The first reef was beautiful. The dive instructor was attentive the whole time ensuring each participant was comfortable, relaxed and having a great time. I couldn’t fault the experience. We swam through colourful fish, hovered above coral of all shapes and sizes, and just soaked up the relaxing underwater ambiance. It’s one of those experiences that is hard to fully explain unless you’ve done it yourself.

Before ascending, Vicky inflated a portable mini orange buoy so we could move upwards at a slow pace, careful to equalise air pressure along the way. The boat was waiting on the surface, and helped me to pull the scuba gear aboard while I climbed the ladder. With everyone back on board, and broad smiles all round, the boat roared to life and carried us to another nearby reef.

We repeated the process, and this second dive felt even easier – I was getting the hang of it! With a newfound confidence I was able to enjoy the magical scenery all the more. This reef was even more stunning than the first and we swam past a large school of golden, glittering fish and a friendly stingray. 40 minutes flew by and before I knew it we were back on the surface, climbing into the boat.

Fellow scuba divers

I felt an overwhelming sense of accomplishment as we returned to shore. But I was also a little miffed at myself for putting this experience off for so long. Back at the dive shop, I returned the scuba gear and got dressed, and gave a sincere thanks to the Scuba Playa team. They made the whole experience seamless and thoroughly enjoyable. 
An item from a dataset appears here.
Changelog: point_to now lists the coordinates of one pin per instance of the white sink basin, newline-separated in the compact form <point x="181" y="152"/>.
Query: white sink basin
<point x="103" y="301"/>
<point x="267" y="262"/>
Commemorative certificate for Discover Scuba Diving program

Now I’m Hooked

The scuba bug has firmly bitten. I’m already planning my next scuba dive – going for an Open Water Diver certification (OWD). And once my daughter turns 8, I’ll give her a taste of scuba diving with the Bubblemaker course.

Need More Inspiration?

I’ve followed Justin from Art of Scuba Diving for a while and admired his goal of diving at the top 100 sites around the world. Now that I know how addictive scuba diving is, I’m eyeballing some of the gorgeous locations he’s been to and adding those to my growing bucket list of destinations around the world.

The Bottom Line

I’m so glad I finally took the plunge and tried scuba diving (pun intended). It wasn’t as hard as I expected and the Discover Scuba Diving (DSD) program was the perfect introduction.
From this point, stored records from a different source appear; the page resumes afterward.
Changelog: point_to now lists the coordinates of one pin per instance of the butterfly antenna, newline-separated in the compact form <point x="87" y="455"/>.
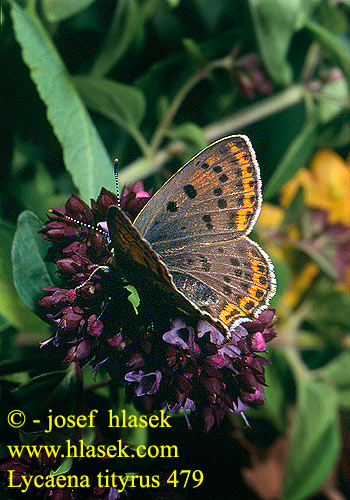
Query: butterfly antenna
<point x="78" y="222"/>
<point x="116" y="177"/>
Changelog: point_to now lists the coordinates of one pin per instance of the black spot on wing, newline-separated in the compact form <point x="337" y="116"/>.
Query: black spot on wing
<point x="190" y="191"/>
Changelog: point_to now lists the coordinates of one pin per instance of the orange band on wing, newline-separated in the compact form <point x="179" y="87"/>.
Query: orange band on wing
<point x="230" y="312"/>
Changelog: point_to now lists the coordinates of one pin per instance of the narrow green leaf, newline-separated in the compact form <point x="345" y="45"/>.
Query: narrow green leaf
<point x="125" y="26"/>
<point x="4" y="323"/>
<point x="195" y="52"/>
<point x="55" y="11"/>
<point x="334" y="100"/>
<point x="133" y="297"/>
<point x="331" y="43"/>
<point x="30" y="272"/>
<point x="315" y="440"/>
<point x="191" y="134"/>
<point x="123" y="104"/>
<point x="283" y="274"/>
<point x="338" y="370"/>
<point x="11" y="306"/>
<point x="84" y="154"/>
<point x="323" y="262"/>
<point x="274" y="26"/>
<point x="294" y="210"/>
<point x="333" y="18"/>
<point x="297" y="153"/>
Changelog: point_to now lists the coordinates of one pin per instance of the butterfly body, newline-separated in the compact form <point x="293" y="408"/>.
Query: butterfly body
<point x="190" y="240"/>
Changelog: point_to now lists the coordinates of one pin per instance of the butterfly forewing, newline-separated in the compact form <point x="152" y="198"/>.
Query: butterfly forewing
<point x="215" y="195"/>
<point x="189" y="242"/>
<point x="141" y="265"/>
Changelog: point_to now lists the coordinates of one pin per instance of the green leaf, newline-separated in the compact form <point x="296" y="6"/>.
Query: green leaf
<point x="30" y="272"/>
<point x="11" y="306"/>
<point x="192" y="135"/>
<point x="55" y="11"/>
<point x="195" y="52"/>
<point x="333" y="46"/>
<point x="323" y="261"/>
<point x="283" y="274"/>
<point x="315" y="440"/>
<point x="126" y="25"/>
<point x="84" y="154"/>
<point x="295" y="210"/>
<point x="338" y="370"/>
<point x="333" y="18"/>
<point x="275" y="23"/>
<point x="123" y="104"/>
<point x="334" y="100"/>
<point x="133" y="297"/>
<point x="4" y="323"/>
<point x="297" y="153"/>
<point x="274" y="398"/>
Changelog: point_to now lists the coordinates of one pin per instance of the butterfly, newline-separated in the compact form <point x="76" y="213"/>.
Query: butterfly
<point x="190" y="244"/>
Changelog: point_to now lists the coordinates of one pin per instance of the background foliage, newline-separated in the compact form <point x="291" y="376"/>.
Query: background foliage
<point x="152" y="82"/>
Keep in mind, DSD is not a scuba certification course – it’s a taster. But next on the menu, becoming fully certified with the 2-day Open Water Diver course so I can continue to scuba dive anywhere in the world.

Have you been scuba diving? Share your experiences in the comments below.
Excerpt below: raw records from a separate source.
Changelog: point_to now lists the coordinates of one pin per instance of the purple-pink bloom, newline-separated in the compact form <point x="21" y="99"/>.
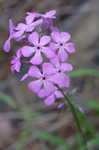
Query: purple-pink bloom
<point x="43" y="81"/>
<point x="51" y="99"/>
<point x="7" y="44"/>
<point x="39" y="46"/>
<point x="58" y="70"/>
<point x="62" y="45"/>
<point x="16" y="62"/>
<point x="21" y="28"/>
<point x="50" y="14"/>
UPDATE August 2016: Erin and I completed our Open Water certification! The theory portion took a while to complete, but overall it was a easier than we anticipated. Now we're equipped to take our newfound scuba skills anywhere in the world.

Diving in Playa Del Carmen, Mexico during our Open Water certification

This is a sponsored blog; while the views expressed here were genuinely mine, consideration was paid to me by PADI.